HexSim scenarios include descriptions of one or more populations, spatial data needs, life cycle structure, event data, and basic simulation criteria such as the length of each simulation. Each population is composed of individuals, and individuals have traits that can change probabilistically, or based on age, resource availability, disturbance, competition, etc. HexSim also includes genetics and heritable traits. The use of traits allows individuals to have unique properties that change in time and space. Traits also allow populations to be segregated into classes, such as males and females, fitness levels, disease categories, etc. Combinations of trait values can be used to stratify events such as survival, reproduction, movement, and so on.
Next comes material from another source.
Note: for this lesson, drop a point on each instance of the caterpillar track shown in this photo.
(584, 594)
Monitor-Chart.pngTraits are a fundamental part of HexSim scenarios. HexSim traits are defined at the population level, but they are implemented on an individual basis. HexSim’s traits can be used to control most life cycle events. Traits influence events because events can be stratified by trait combinations. For example, a movement event might be set up to operate only on a fledgling stage class. Or a survival event might specify mortality based on the values of a trait that reflects resource acquisition. In addition, one trait’s values can be influenced by multiple other traits, which makes it possible to set up stressor interactions and complex feedback loops. Traits can also be used to capture species’ interactions such as parasitism, competition, mutualism, breeding, etc.
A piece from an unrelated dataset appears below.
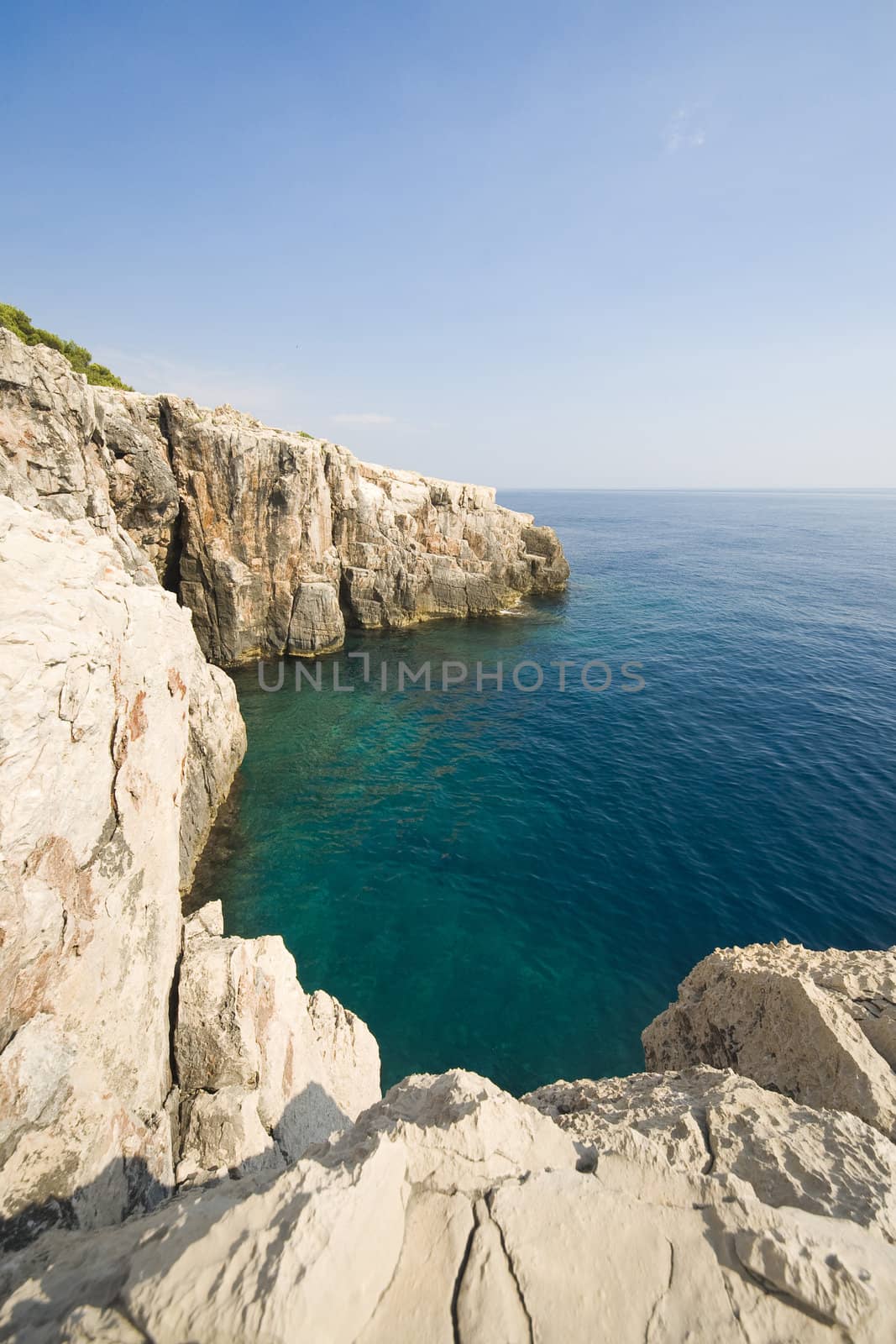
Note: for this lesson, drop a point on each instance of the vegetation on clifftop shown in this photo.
(80, 358)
A number of different data analysis tools are built into the HexSim model. These include reports, output maps that illustrate model dynamics, and an animated simulation viewer. In addition, the HexSim Census events can be used to track population size, stratified by any combination of traits. The HexSim reports are written as comma separated variable (CSV) files, and can be opened with a spreadsheet. The output maps are easily converted to raster or Grid ASCII files, or to ESRI Shapefiles. Other usability-related features include a batch processing tool, a sensitivity analysis module, the ability to change color schemes, to name a few.

Examples of HexSim applications include population viability analysis for one or more wildlife species, studying the consequences for wildlife of multiple interacting disturbances, assessing which habitat components are most critical for population maintenance, quantifying the consequences of species invasions or competition, designing restoration, mitigation, or reintroduction strategies, determining the impacts that roads and other barriers may be having on viability, measuring the consequences for wildlife of changes to landscape connectivity, exploring mechanisms linking human activities to patterns of disease spread, adding realism to the study of landscape genetics, and more.
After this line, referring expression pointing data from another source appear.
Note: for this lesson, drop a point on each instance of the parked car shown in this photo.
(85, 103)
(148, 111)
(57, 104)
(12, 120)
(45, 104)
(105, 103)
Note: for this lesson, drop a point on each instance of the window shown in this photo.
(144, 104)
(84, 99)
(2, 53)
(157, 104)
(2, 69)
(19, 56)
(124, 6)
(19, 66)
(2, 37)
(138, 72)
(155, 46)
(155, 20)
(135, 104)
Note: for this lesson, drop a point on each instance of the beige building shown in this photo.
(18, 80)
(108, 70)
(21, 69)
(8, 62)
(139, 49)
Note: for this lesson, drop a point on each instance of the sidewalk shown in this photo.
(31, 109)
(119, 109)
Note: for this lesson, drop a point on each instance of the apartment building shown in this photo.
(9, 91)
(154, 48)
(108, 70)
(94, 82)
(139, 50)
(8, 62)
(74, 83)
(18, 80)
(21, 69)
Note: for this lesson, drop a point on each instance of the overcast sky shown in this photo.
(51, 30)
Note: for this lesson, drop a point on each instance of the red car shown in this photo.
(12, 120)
Multiple-Explorations.pngHexSim only runs on Microsoft's Windows operating system. However, the model engine is written in C++, so porting it to another platform is a possibility. The HexSim GUI is written in C#, and would have to be completely rewritten for non-Windows computers. The HexSim model engine has been compiled for both 32-bit and 64-bit computers, and the HexSim interface will automatically launch the appropriate version.

HexSim does not use an installer -- you simply download the program and run it. This means it is not necessary to have administrative permission on your computer to use HexSim. An example workkspace may also be downloaded from the Examples page of this web site.